Quand prier devient un problème pour les autres

Faut-il parler d'un regain de religiosité de nos jours ? On est tenté de le croire quand on voit se multiplier comme des champignons, églises et mosquées. Mais le phénomène religieux ne s'observe pas uniquement à travers les mosquées et les églises. Prier est devenu pour certains un véritable hobby, à en juger par le nombre de jeunes qui s'y adonnent. Même les maisons d'habitation sont transformées en lieux de culte. Il n'est pas rare d'entendre au petit matin, tard la nuit ou encore au moment du repos de midi, des groupes de personnes enfermées dans les enceintes des maisons d'habitation et priant à haute voix, criant à tue-tête tout comme s'ils étaient à l'église ou à la mosquée. Il semble que ce n'est qu'ainsi qu'on pourra expulser Satan du corps des possédés. Le hic, c'est qu'ils ne semblent pas se préoccuper des autres à qui ils ne laissent d'autre choix que de subir. Il nous souvient l'histoire de cet infirmier de Koudougou que le chant du muezzin importunait vers les premières heures du matin et qui ne manquait pas à chaque fois de dire à son bruyant voisin combien il empoisonnait sa vie.
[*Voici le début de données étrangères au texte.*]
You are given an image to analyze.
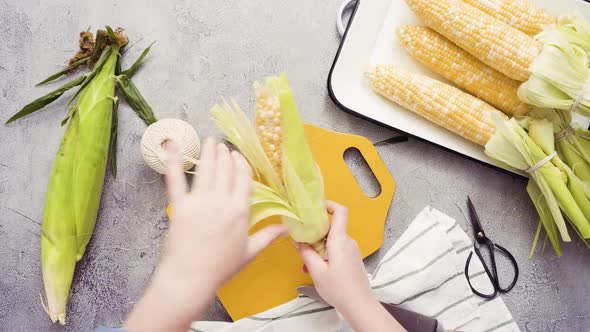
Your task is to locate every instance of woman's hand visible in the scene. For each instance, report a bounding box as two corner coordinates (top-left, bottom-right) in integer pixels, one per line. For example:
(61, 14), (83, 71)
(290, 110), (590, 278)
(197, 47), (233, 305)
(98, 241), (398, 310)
(160, 139), (287, 291)
(296, 201), (374, 314)
(296, 201), (405, 332)
(124, 139), (287, 332)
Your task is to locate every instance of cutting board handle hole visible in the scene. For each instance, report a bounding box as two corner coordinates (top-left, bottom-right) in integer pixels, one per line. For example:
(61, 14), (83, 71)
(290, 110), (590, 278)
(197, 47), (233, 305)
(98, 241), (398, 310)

Malgré ses mises en garde, les nuisances ne diminuaient pas. Il décida alors un jour de régler le problème. Quand un matin retentit le cri du muezzin, le brave infirmier s'empara de son fusil de chasse et expédia trois décharges sur le malheureux. La suite a été une affaire de police et de justice.
Nous ne savons pas combien de fois l'histoire de cet infirmier s'est répétée au Burkina, et ce malgré la loi et les rigueurs de la loi. Il y a pourtant un moyen très simple d'éviter ces drames inutiles : Le respect des convenances sociales. La pratique religieuse est encadrée par des lois dans l'intérêt bien compris de tous !

Où est parti l'argent du PROGEREF

On se souvient de la sortie du ministre de l'Environnement il y a quelques semaines dans le Sud-Ouest sur la forêt classée de Koulbi. Salif Sawadogo était parti avec son équipe rencontrer les populations qui y habitent illégalement et leur intimer l'ordre sur un ton ferme de quitter les lieux. La date butoir était fixée au 30 avril dernier. Il y a quelques jours, les agents des Eaux et Forêts sont allés déguerpir les dites populations. Certains qui ne savent pas où aller se sont retrouvés dans la rue. Cette forêt qui est classée sur papier ne l'a jamais été dans les faits. Des Ghanéens s'adonnaient impunément à la coupe du bois avec susurre-t-on, la complicité de certaines autorités provinciales. Le projet de gestion des ressources forestières (PROGEREF) avait été mis en place pour l'aménagement de la zone. Il tire à sa fin. Mais les populations ne voient rien sur le terrain en termes de réalisation. Un projet qui a pourtant bénéficié de financements importants. A-t-on tout simplement dîné les sous comme on aime à le faire au Faso ? On apprend que le directeur provincial de l'Environnement vient d'être muté. Y a-t-il un lien de causalité entre ceci et cela ?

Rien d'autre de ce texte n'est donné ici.